In summary, among the five standard image classification algorithms (MobileNetV3-Small, EfficientNetV2, Xception, DenseNet201, and InceptionResNetV2), the accuracy, precision, recall, specificity, F1 score, and AUC obtained by the EfficientNetV2 algorithm in the experiment have the highest value.

4.6. Experimental Results on Other Datasets

According to our research, collecting images of hand-drawn curves and mouths in nursing homes is relatively convenient. Therefore, in order to further verify the reliability and accuracy of the Diplin model method, we use the wave sub-dataset in “Parkinson’s Drawings” and the “Oral Cancer (Lips and Tongue) images” dataset for further verification tests. The specific content is shown in Figure 13.

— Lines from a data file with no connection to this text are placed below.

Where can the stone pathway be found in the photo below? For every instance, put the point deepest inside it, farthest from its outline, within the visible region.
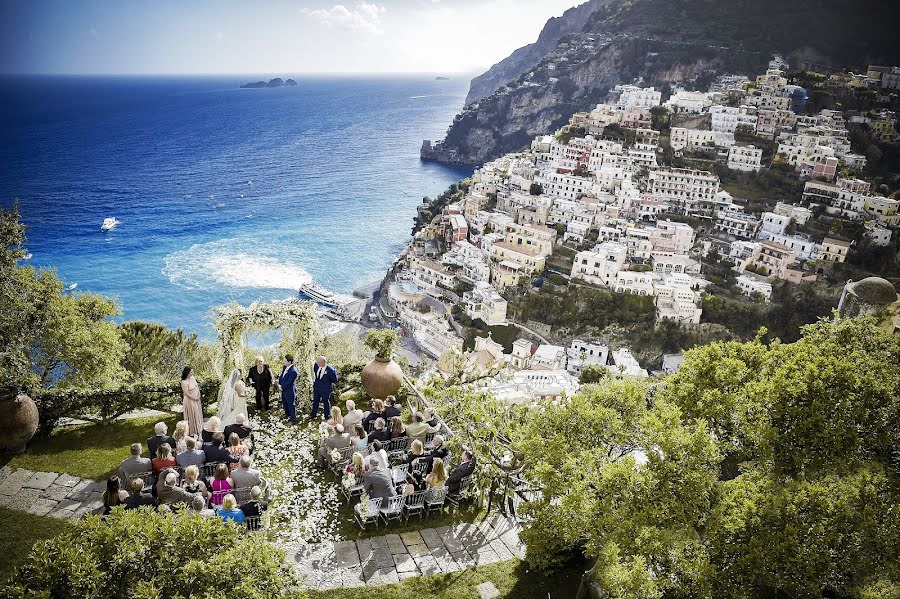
(49, 493)
(367, 562)
(393, 557)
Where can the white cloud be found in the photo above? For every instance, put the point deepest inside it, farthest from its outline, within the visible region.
(362, 17)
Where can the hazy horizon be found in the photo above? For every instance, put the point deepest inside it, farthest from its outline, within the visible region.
(229, 37)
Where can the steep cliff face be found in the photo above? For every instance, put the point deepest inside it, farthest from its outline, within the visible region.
(571, 21)
(662, 41)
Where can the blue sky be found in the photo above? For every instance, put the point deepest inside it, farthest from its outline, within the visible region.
(276, 36)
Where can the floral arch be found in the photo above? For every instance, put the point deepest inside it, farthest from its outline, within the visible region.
(301, 332)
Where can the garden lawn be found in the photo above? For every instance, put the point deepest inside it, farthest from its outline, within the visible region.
(511, 578)
(89, 451)
(18, 532)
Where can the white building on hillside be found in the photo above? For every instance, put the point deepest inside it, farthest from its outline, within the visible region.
(485, 303)
(582, 354)
(600, 265)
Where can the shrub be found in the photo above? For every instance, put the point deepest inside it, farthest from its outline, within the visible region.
(145, 554)
(104, 405)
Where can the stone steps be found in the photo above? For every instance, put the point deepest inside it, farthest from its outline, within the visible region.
(394, 557)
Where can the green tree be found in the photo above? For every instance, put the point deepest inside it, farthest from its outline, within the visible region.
(49, 337)
(148, 555)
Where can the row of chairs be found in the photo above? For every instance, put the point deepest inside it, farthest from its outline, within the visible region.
(399, 507)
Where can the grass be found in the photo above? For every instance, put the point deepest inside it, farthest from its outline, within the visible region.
(88, 451)
(18, 532)
(512, 579)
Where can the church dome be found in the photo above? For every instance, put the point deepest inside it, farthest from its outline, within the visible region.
(874, 291)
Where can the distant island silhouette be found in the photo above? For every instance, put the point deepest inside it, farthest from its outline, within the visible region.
(276, 82)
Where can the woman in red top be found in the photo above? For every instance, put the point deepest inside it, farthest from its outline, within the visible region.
(164, 459)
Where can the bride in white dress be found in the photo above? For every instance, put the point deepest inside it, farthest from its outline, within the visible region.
(234, 398)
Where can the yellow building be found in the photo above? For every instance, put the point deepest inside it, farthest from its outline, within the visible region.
(835, 250)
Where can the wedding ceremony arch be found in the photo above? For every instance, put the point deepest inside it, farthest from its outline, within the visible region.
(301, 332)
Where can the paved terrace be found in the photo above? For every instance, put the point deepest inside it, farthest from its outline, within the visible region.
(368, 562)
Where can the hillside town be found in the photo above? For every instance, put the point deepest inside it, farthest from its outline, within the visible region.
(613, 190)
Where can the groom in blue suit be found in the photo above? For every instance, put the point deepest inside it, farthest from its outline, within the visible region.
(324, 378)
(286, 382)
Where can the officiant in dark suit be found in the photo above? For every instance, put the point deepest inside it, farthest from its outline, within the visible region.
(324, 378)
(261, 378)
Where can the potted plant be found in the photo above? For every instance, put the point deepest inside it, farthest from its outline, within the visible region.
(382, 376)
(18, 420)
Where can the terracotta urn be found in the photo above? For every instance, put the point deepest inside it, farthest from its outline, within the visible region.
(382, 377)
(18, 420)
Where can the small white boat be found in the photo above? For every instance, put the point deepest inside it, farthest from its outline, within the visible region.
(109, 224)
(318, 294)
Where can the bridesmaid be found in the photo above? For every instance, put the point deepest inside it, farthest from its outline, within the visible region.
(193, 411)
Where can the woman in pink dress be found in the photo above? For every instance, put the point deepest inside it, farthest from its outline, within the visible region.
(193, 411)
(221, 485)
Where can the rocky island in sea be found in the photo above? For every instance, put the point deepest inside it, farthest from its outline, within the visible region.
(276, 82)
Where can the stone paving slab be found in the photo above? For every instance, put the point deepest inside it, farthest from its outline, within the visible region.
(42, 506)
(13, 483)
(41, 480)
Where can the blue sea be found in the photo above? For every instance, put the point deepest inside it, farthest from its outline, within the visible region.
(222, 193)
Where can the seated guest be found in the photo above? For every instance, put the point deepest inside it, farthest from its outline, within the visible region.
(180, 436)
(390, 408)
(378, 482)
(230, 510)
(134, 465)
(359, 439)
(211, 428)
(414, 482)
(336, 417)
(162, 436)
(379, 433)
(137, 497)
(380, 455)
(192, 484)
(464, 469)
(236, 448)
(418, 429)
(190, 456)
(198, 506)
(438, 475)
(164, 459)
(113, 496)
(374, 414)
(222, 485)
(397, 428)
(430, 419)
(171, 493)
(337, 440)
(439, 452)
(256, 506)
(245, 476)
(356, 467)
(216, 452)
(240, 428)
(416, 451)
(353, 416)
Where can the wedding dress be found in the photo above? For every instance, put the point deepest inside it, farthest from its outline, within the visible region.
(233, 400)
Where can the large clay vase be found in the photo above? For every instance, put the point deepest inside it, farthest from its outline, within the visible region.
(382, 378)
(18, 421)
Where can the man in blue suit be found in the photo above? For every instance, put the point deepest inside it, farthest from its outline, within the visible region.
(286, 382)
(324, 378)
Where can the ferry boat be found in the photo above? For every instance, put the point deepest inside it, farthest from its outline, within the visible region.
(318, 294)
(109, 224)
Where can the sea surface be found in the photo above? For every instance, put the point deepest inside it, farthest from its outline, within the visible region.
(222, 193)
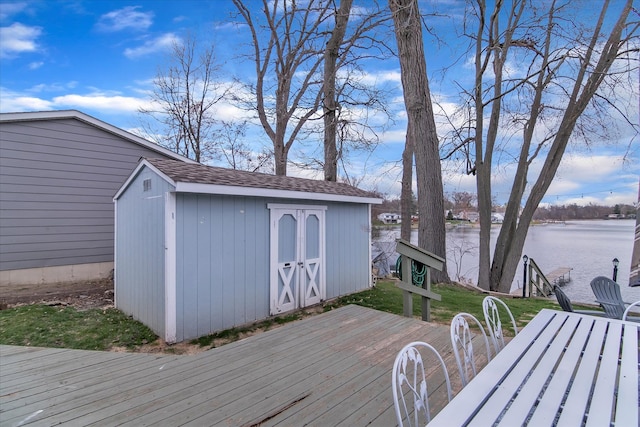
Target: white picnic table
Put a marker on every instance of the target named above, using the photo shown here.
(562, 369)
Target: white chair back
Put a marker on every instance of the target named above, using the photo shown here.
(410, 391)
(462, 343)
(628, 310)
(490, 308)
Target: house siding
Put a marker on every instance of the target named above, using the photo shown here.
(140, 229)
(57, 181)
(223, 262)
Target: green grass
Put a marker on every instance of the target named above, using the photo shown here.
(96, 329)
(103, 329)
(455, 299)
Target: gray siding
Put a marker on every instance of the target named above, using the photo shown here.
(140, 250)
(347, 245)
(223, 258)
(57, 181)
(222, 263)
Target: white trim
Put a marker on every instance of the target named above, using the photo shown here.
(170, 300)
(370, 252)
(75, 114)
(143, 163)
(295, 207)
(115, 253)
(189, 187)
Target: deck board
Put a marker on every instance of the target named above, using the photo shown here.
(334, 368)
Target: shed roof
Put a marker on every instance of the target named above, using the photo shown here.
(199, 178)
(77, 115)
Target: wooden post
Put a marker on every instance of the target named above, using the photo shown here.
(407, 298)
(409, 253)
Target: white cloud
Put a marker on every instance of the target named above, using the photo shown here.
(18, 38)
(98, 101)
(161, 43)
(10, 9)
(14, 102)
(126, 18)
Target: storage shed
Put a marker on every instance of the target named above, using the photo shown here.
(59, 171)
(201, 249)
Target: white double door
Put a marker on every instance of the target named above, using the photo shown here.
(297, 257)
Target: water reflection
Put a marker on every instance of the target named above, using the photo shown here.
(586, 246)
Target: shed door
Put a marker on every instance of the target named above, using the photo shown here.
(297, 258)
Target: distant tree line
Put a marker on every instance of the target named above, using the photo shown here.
(459, 201)
(573, 211)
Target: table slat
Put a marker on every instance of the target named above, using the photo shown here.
(562, 380)
(528, 395)
(628, 404)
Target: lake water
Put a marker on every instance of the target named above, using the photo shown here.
(588, 247)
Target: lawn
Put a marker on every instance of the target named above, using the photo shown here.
(104, 329)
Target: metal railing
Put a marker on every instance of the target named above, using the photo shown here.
(539, 285)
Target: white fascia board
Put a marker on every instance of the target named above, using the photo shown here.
(188, 187)
(144, 163)
(75, 114)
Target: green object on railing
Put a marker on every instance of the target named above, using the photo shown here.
(418, 271)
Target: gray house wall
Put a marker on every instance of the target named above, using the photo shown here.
(57, 181)
(140, 250)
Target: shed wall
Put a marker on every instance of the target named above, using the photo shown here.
(140, 250)
(223, 258)
(57, 181)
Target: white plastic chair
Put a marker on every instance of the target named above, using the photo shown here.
(628, 310)
(410, 393)
(492, 318)
(461, 341)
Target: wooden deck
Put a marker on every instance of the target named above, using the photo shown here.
(331, 369)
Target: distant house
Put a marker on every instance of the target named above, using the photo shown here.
(471, 216)
(201, 249)
(59, 171)
(497, 218)
(390, 218)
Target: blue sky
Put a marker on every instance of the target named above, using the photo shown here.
(100, 57)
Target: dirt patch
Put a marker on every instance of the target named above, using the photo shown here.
(81, 295)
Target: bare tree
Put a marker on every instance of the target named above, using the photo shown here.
(330, 104)
(238, 154)
(306, 57)
(563, 68)
(183, 98)
(286, 47)
(421, 128)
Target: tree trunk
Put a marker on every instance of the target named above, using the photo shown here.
(406, 194)
(421, 129)
(588, 79)
(329, 86)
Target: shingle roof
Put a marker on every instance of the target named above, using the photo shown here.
(202, 174)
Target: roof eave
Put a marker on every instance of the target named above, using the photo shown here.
(75, 114)
(234, 190)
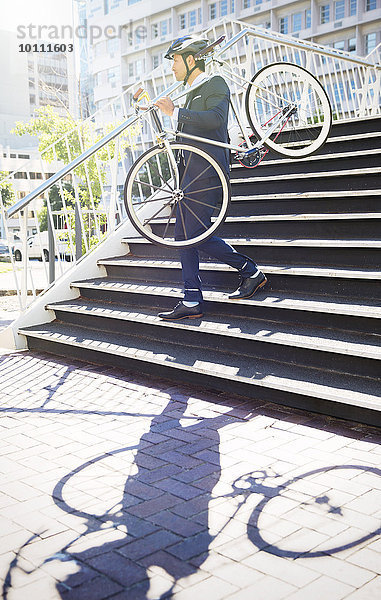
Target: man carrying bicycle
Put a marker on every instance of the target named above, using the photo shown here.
(205, 115)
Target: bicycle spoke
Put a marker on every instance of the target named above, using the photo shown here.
(151, 200)
(196, 216)
(198, 176)
(199, 202)
(165, 182)
(169, 220)
(156, 213)
(215, 187)
(155, 187)
(182, 221)
(186, 169)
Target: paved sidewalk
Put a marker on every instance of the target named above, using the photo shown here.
(116, 486)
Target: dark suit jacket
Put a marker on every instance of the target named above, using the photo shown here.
(206, 116)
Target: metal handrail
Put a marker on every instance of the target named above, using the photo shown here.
(80, 159)
(130, 121)
(302, 44)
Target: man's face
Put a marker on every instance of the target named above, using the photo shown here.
(179, 67)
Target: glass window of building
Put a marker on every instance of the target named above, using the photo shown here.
(112, 45)
(324, 13)
(370, 42)
(339, 45)
(308, 18)
(165, 27)
(296, 22)
(339, 9)
(283, 25)
(352, 45)
(192, 18)
(371, 4)
(212, 11)
(139, 67)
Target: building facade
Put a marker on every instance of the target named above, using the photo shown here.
(144, 28)
(30, 80)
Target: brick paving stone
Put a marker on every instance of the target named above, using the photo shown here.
(370, 591)
(117, 567)
(323, 587)
(130, 524)
(193, 546)
(367, 558)
(178, 525)
(160, 540)
(98, 588)
(177, 488)
(212, 587)
(266, 588)
(150, 507)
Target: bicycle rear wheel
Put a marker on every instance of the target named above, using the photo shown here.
(177, 216)
(272, 92)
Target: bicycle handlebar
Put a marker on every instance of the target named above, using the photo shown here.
(209, 48)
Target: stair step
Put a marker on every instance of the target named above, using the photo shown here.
(280, 301)
(326, 243)
(302, 387)
(274, 162)
(268, 269)
(307, 310)
(310, 195)
(308, 338)
(312, 175)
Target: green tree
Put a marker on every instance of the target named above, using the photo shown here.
(56, 204)
(8, 195)
(64, 139)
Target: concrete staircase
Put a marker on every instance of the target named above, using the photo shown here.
(310, 339)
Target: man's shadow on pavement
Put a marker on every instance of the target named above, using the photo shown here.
(164, 507)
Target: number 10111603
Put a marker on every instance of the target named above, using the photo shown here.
(46, 47)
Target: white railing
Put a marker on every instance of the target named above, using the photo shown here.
(100, 156)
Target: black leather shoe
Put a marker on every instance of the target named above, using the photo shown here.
(248, 286)
(182, 312)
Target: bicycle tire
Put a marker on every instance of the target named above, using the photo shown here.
(272, 89)
(154, 228)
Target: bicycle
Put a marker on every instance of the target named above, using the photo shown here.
(288, 112)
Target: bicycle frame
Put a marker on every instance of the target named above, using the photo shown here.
(225, 70)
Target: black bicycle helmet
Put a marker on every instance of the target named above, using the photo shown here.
(186, 45)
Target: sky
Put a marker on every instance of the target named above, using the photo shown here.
(36, 12)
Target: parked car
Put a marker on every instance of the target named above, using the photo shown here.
(38, 247)
(4, 251)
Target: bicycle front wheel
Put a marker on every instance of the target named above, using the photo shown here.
(289, 97)
(177, 209)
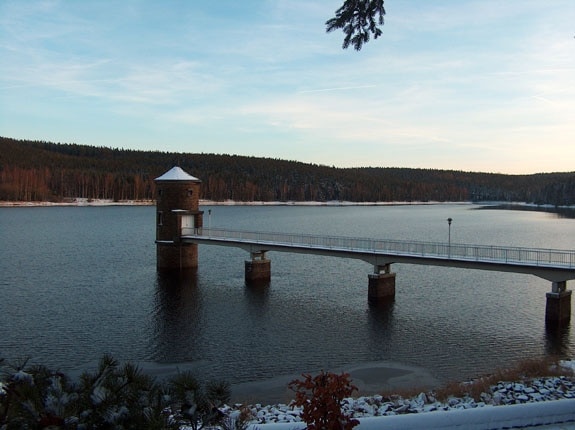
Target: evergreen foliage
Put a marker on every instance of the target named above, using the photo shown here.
(115, 396)
(46, 171)
(358, 19)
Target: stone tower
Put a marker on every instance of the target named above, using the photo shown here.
(177, 212)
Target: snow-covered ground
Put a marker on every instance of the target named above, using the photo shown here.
(547, 403)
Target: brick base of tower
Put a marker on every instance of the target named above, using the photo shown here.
(381, 287)
(176, 257)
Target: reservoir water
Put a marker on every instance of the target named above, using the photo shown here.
(78, 282)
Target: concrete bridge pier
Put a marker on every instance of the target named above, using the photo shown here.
(381, 286)
(558, 307)
(258, 269)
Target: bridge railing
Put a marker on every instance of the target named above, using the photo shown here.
(518, 255)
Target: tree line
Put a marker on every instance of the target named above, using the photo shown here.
(47, 171)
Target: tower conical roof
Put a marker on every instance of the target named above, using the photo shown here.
(176, 174)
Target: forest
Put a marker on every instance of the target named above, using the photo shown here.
(46, 171)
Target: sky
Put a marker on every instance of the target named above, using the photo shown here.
(473, 85)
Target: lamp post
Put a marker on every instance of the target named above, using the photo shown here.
(449, 237)
(210, 221)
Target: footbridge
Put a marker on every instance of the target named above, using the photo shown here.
(180, 228)
(554, 265)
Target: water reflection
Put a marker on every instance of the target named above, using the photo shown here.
(178, 316)
(557, 339)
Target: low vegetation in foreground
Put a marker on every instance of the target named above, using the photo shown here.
(120, 396)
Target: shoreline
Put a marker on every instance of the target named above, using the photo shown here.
(370, 378)
(108, 202)
(85, 202)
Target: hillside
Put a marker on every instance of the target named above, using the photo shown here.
(46, 171)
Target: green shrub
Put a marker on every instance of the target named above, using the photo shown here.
(115, 396)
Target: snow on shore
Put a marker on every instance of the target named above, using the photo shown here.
(537, 398)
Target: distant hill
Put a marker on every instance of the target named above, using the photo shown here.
(46, 171)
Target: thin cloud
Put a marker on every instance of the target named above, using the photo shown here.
(321, 90)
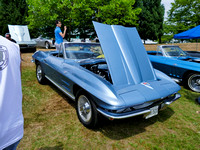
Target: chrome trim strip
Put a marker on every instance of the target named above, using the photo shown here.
(125, 116)
(177, 96)
(63, 90)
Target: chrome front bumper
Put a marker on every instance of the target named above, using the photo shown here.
(144, 111)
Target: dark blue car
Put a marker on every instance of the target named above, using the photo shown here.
(177, 64)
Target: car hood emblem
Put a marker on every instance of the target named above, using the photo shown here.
(125, 54)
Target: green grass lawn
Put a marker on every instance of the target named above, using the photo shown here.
(51, 123)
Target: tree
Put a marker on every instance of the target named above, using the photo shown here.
(12, 12)
(79, 14)
(151, 19)
(184, 14)
(43, 13)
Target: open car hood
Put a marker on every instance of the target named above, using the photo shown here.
(125, 54)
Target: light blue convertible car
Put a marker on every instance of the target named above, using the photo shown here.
(177, 64)
(121, 85)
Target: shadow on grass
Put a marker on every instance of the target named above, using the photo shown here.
(123, 128)
(57, 147)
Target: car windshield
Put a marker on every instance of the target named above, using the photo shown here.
(83, 50)
(174, 51)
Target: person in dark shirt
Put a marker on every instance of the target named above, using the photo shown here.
(8, 36)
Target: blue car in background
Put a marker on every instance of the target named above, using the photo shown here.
(177, 64)
(121, 85)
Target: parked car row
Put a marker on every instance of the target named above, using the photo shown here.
(121, 85)
(45, 42)
(177, 64)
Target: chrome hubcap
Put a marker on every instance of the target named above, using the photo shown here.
(84, 108)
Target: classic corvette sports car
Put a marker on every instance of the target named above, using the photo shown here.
(44, 42)
(178, 64)
(121, 85)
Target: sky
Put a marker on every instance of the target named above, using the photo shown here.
(167, 4)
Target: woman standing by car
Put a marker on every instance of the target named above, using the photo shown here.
(59, 35)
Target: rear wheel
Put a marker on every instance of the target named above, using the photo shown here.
(40, 74)
(86, 109)
(193, 82)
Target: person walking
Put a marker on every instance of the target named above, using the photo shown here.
(11, 117)
(8, 36)
(59, 35)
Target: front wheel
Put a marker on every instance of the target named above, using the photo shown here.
(86, 110)
(40, 74)
(193, 82)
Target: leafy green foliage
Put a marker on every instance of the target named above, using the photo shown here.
(184, 15)
(79, 14)
(12, 12)
(151, 19)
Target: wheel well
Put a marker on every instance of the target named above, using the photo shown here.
(76, 88)
(185, 75)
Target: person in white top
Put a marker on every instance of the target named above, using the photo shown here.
(11, 117)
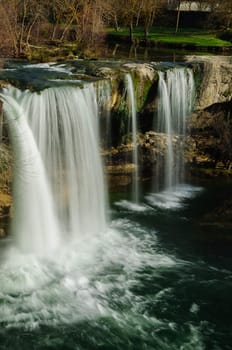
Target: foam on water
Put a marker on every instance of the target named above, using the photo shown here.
(173, 198)
(83, 282)
(132, 206)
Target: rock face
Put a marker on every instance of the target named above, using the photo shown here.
(215, 85)
(210, 143)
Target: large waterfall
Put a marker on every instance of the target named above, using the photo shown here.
(59, 185)
(175, 101)
(133, 116)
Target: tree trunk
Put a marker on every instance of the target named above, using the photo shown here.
(131, 32)
(178, 16)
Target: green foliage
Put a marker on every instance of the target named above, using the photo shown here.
(167, 36)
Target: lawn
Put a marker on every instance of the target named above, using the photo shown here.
(167, 36)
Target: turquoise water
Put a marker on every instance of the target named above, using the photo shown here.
(156, 279)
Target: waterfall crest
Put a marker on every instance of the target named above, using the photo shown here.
(55, 136)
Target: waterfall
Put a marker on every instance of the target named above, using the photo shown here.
(133, 115)
(104, 104)
(59, 187)
(175, 102)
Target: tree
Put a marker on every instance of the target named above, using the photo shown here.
(149, 10)
(18, 18)
(221, 13)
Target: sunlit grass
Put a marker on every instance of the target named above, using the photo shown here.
(189, 36)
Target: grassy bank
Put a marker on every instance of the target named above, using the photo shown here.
(185, 38)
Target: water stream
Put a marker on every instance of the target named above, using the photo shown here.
(153, 279)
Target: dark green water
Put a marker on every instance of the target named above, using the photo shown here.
(157, 279)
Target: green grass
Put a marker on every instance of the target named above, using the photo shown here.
(167, 36)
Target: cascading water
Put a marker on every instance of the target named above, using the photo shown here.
(104, 99)
(55, 135)
(133, 115)
(175, 101)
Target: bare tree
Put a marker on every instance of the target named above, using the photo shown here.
(18, 18)
(149, 10)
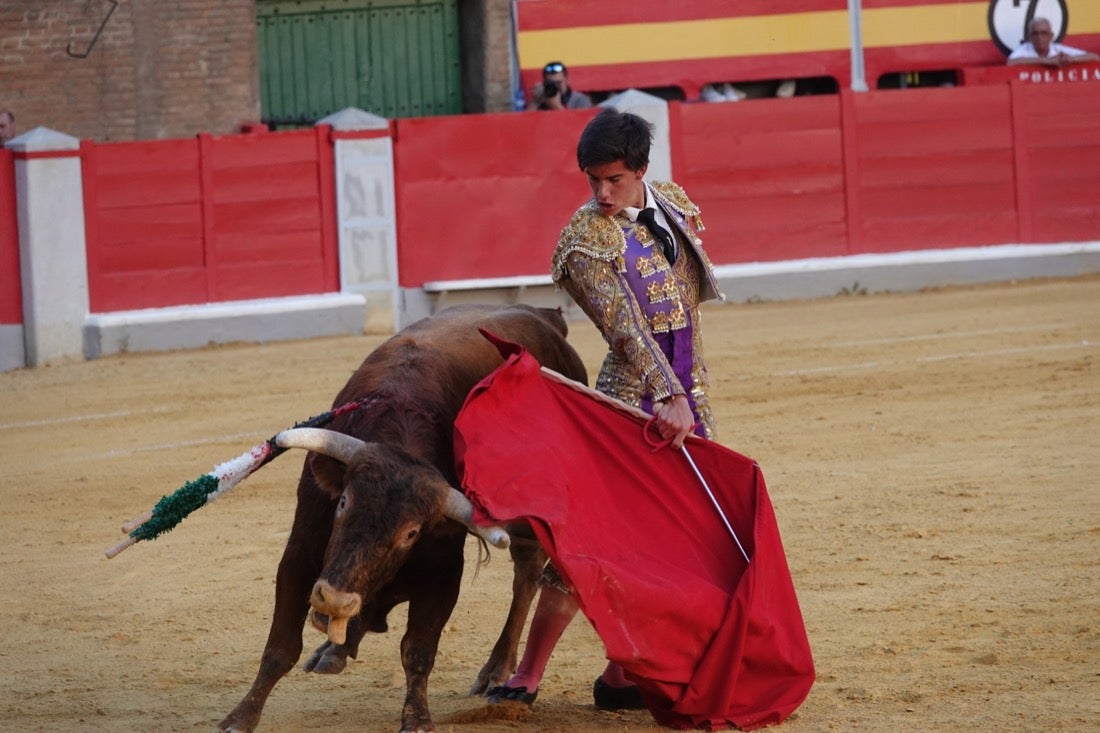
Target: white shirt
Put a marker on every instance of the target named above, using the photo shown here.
(1027, 51)
(631, 214)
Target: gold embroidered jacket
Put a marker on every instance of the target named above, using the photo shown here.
(646, 309)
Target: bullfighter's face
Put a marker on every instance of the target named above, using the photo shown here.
(615, 186)
(1041, 35)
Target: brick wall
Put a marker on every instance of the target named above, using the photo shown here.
(485, 44)
(157, 69)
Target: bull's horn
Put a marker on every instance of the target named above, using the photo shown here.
(328, 442)
(459, 509)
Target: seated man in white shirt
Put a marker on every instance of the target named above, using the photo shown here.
(1041, 48)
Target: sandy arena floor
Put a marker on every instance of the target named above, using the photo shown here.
(932, 458)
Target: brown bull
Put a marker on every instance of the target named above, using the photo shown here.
(377, 521)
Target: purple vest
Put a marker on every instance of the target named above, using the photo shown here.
(657, 287)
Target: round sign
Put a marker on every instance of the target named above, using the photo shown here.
(1009, 19)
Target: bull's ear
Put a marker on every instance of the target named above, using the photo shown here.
(457, 506)
(328, 473)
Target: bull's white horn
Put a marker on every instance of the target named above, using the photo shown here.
(459, 509)
(334, 445)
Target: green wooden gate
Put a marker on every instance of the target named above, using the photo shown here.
(391, 57)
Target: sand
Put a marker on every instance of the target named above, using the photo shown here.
(932, 459)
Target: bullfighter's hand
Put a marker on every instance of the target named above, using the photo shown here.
(674, 419)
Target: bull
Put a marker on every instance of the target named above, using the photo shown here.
(378, 521)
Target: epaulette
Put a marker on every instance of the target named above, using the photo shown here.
(677, 197)
(592, 233)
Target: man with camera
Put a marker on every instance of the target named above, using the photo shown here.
(554, 91)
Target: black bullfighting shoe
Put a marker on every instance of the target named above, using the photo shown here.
(503, 692)
(616, 698)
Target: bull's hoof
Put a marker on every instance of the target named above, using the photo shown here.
(616, 698)
(327, 659)
(229, 725)
(505, 693)
(319, 621)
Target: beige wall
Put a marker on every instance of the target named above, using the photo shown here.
(485, 32)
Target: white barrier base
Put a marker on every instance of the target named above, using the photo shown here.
(253, 321)
(902, 272)
(794, 280)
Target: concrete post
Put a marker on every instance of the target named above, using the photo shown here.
(366, 214)
(52, 248)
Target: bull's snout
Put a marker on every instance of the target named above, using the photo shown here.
(338, 605)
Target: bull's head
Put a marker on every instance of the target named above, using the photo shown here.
(363, 539)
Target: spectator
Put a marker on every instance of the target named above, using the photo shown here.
(1041, 48)
(631, 259)
(7, 127)
(554, 91)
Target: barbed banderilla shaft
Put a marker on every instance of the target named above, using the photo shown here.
(174, 507)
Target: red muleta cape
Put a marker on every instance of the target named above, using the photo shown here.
(713, 642)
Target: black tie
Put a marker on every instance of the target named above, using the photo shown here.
(648, 217)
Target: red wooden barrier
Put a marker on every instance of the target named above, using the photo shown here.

Figure 13 compares the experimental results trained using the wave dataset and the “Oral Cancer (Lips and Tongue) images” dataset when the batch_size is set to 8 and the learning_rate is set to 0.0001. Figure 13a shows that the accuracy, precision, recall, specificity, and F1 score of the Diplin model method on the wave dataset and the “Oral Cancer (Lips and Tongue) images” dataset have reached more than 90%. Figure 13b shows that the AUC value of the Diplin model method on both the wave dataset and the “Oral Cancer (Lips and Tongue) images” dataset reached 1.0.

The contribution of this paper is to apply the algorithm to the actual scene in combination with the hardware configuration of the nursing home.

In this section, we conduct comparison experiments from various perspectives, such as transfer learning, optimizer, learning rate, and base algorithm. Through optimization, we obtained the best model with an accuracy rate of 98%, precision rate of 97%, recall rate of 96%, specificity of 95%, F1 score of 97%, and AUC value of 1.0. In order to further verify the method of Diplin model design and implementation, we use the wave dataset and the “Oral Cancer (Lips and Tongue) images” dataset to verify the method of Diplin model design and implementation. The above experimental data show that the Diplin model can evaluate health risks without relying on professional medical testing equipment.

5. Conclusions

In this paper, we use Kaggle’s public datasets “Parkinson’s Drawings” and “Oral Cancer (Lips and Tongue) images” as sample data and propose a Diplin model based on WGAN, migration learning, and EfficientNetV2. After optimizing the sample feature extraction module and sample classification module, the accuracy rate of the Diplin model on the verification set reached 98%, the precision rate reached 97%, the recall rate reached 96%, and the specificity reached 95%. The F1 score reached 97% and the AUC value reached 1.0. Most current research studies on disease risk prediction use datasets collected by professional medical equipment. Disease data collected by non-medical devices are minimal, and the samples used in this paper are only for Parkinson’s disease and oral cancer. In the future, we hope to add more disease samples to improve the comprehensiveness of the model. In addition, the proportion of subject data is relatively low in this study. In the following research, we will further increase the subject data to improve the prediction effect of the Diplin model.